Ey kalpler üstadı, ey sevmeler yalvacı, ey şiirden daha şiir. Şimdi sana nasıl seslensem? Ne diye hitap etsem, az gelir. Koca bir sözcük bulmam lazım. Koca bir sözcük. Ağza sığmadığı kadar kâğıtlara da sığmayacak!

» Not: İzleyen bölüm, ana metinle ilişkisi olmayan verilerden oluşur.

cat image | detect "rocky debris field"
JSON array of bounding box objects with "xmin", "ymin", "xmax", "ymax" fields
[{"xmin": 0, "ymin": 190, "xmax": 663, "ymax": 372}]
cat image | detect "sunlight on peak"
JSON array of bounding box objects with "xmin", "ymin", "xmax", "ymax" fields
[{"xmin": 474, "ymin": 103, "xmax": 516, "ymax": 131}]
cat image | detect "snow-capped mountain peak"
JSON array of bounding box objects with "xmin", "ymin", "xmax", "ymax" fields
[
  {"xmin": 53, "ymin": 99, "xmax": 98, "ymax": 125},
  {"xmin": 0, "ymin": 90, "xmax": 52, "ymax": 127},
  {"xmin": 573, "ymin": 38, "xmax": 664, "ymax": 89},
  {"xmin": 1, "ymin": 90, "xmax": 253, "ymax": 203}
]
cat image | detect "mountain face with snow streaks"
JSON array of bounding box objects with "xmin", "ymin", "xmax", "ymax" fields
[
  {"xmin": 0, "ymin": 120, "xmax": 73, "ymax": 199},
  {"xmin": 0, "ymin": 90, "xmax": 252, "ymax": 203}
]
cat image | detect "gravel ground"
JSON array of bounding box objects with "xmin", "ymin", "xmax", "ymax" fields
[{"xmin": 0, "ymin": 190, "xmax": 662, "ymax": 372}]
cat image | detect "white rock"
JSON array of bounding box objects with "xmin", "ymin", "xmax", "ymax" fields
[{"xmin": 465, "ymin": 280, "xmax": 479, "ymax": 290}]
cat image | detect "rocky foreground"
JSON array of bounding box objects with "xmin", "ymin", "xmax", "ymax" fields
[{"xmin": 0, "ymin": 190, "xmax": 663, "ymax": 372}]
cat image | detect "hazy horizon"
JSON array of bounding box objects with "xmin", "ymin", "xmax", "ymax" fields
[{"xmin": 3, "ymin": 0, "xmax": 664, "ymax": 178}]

Abidin Dino, sana bir mektubunda “aslan kardeşim” diyordu. Bertolt Brecht Berlin’den 10 Mart 1954’te sana gönderdiği mektubuna “Sevgili Nâzım Hikmet” diye başlayıp, “sizin Bertolt Brecht” diye içli bir söylemle bitiriyordu. Yine Abidin Dino, sana kaleme aldığı bir mektubunda “Aslan Kardeşim” diye mektubuna başlıyor “tümen tümen sevgi” sözleriyle bitiriyordu. Sen de 25 Ocak 1963 yılında Sovyet Birliği Kominist Partisi Merkez Komitesine gönderdiğin bir mektuba ”Sevgili Yoldaşlar” diyerek başlıyordun. Yakın dostlarından, “Güneşi İçenlerin Türküsü”nü Leh dilindeki çevirisini resimleyen Jak İhmalyan, sana gönderdiği bir mektubuna ”Sevgili Dostum” sözleriyle giriyordu.

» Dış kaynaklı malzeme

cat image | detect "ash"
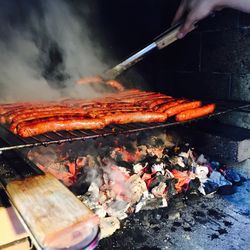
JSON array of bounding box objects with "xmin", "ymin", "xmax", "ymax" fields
[{"xmin": 26, "ymin": 130, "xmax": 246, "ymax": 240}]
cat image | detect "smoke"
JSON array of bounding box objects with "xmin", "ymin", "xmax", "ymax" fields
[{"xmin": 0, "ymin": 0, "xmax": 109, "ymax": 102}]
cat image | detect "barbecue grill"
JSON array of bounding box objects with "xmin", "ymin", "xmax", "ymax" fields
[
  {"xmin": 0, "ymin": 100, "xmax": 249, "ymax": 152},
  {"xmin": 1, "ymin": 1, "xmax": 250, "ymax": 250}
]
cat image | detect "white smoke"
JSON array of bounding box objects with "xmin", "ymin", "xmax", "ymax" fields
[{"xmin": 0, "ymin": 0, "xmax": 109, "ymax": 102}]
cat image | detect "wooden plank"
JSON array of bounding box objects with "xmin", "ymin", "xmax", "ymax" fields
[{"xmin": 6, "ymin": 173, "xmax": 98, "ymax": 249}]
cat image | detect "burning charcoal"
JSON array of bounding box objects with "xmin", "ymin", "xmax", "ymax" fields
[
  {"xmin": 168, "ymin": 156, "xmax": 185, "ymax": 169},
  {"xmin": 135, "ymin": 191, "xmax": 154, "ymax": 212},
  {"xmin": 128, "ymin": 175, "xmax": 147, "ymax": 205},
  {"xmin": 87, "ymin": 182, "xmax": 100, "ymax": 202},
  {"xmin": 171, "ymin": 170, "xmax": 193, "ymax": 193},
  {"xmin": 185, "ymin": 177, "xmax": 201, "ymax": 197},
  {"xmin": 139, "ymin": 155, "xmax": 158, "ymax": 168},
  {"xmin": 193, "ymin": 165, "xmax": 209, "ymax": 181},
  {"xmin": 100, "ymin": 217, "xmax": 120, "ymax": 239},
  {"xmin": 164, "ymin": 169, "xmax": 174, "ymax": 180},
  {"xmin": 116, "ymin": 161, "xmax": 133, "ymax": 170},
  {"xmin": 165, "ymin": 179, "xmax": 178, "ymax": 197},
  {"xmin": 133, "ymin": 163, "xmax": 144, "ymax": 174},
  {"xmin": 146, "ymin": 146, "xmax": 164, "ymax": 158},
  {"xmin": 75, "ymin": 156, "xmax": 86, "ymax": 169},
  {"xmin": 200, "ymin": 180, "xmax": 219, "ymax": 195},
  {"xmin": 69, "ymin": 172, "xmax": 90, "ymax": 195},
  {"xmin": 151, "ymin": 182, "xmax": 167, "ymax": 198},
  {"xmin": 197, "ymin": 154, "xmax": 208, "ymax": 165},
  {"xmin": 85, "ymin": 155, "xmax": 97, "ymax": 168},
  {"xmin": 152, "ymin": 162, "xmax": 165, "ymax": 175},
  {"xmin": 161, "ymin": 198, "xmax": 168, "ymax": 208},
  {"xmin": 94, "ymin": 206, "xmax": 107, "ymax": 218},
  {"xmin": 106, "ymin": 200, "xmax": 130, "ymax": 220},
  {"xmin": 147, "ymin": 174, "xmax": 165, "ymax": 191}
]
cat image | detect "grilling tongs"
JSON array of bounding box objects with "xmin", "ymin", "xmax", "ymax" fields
[
  {"xmin": 104, "ymin": 21, "xmax": 187, "ymax": 80},
  {"xmin": 79, "ymin": 20, "xmax": 191, "ymax": 83}
]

Büyük üstat, bir mektubunda “Evlat” diye başlayıp şöyle devam ediyordun: “………… Hasretinizle senin Galya’nın, Vera’nın, Moskova’nın ve dünyadaki bütün güzel, akıllı, iyi kadınların hasretiyle geberiyorum”

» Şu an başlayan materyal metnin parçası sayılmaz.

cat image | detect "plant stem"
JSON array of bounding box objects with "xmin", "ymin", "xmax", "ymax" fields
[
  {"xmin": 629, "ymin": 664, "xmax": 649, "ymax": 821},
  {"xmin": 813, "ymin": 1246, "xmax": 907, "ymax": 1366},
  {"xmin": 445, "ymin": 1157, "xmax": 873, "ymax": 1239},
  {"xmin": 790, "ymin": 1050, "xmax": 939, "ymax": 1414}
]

Koca çınara, Nâzım Hikmet’e mektup yazarken söze nasıl gireceğimi bilemediğimden tüm bu örnekleri veriyorum. Beni en çarpan da, ustalar ustası Yaşar Kemal’in 27 Nisan 1963’te Cambridge’den size gönderdiği mektuptaki sesleniştir: “Canım Nâzım Ustama” Evet sana böyle seslenmeliyim. Şiirin çınar ağacısın benim yaşam parkımda. Şiirimin çınar yaprağı, büyüyen, çocuk yüzlerinin göz pınarlarıyla…
Canım Nâzım Ustama,
Kırık dökük hayatların, yalnızlıkların, hüzünlerin, vatan hasretinin, güzel kadınların, özlenen aşkların şairi; saatinin kordonuna Piraye’nin adını kazıyan âşık, zaman geçtikçe seni daha çok özlüyorum. Bazen sana yakınlaşmak için babamın kırık daktilosunu alıyorum önüme. Bazen bahçeleri çit niyetine çeviren, demirlerin arasından bakıyorum gökyüzüne. Ve en çok da şiire sıkışıp delirme evrelerinde, bolca olta atıyorum evin mahzene dönen koridorlarında. Çok sıkışınca da bir mektup atıyorum bilinmezliğime. Ezberime dizeler yazıyorum, şiire büyüyorlar ve günlerce yazmıyorum kâğıtlara. Dünyanın anlamsızlığına okuyorum bu şiirleri, bağıra bağıra. Sana yazdığım “aşkın Nâzım planı” şiirinde şöyle diyordum: “Nâzım planını çıkarır dünyanın/ hikmet’i için aşkın” İşte böyle canım ustam.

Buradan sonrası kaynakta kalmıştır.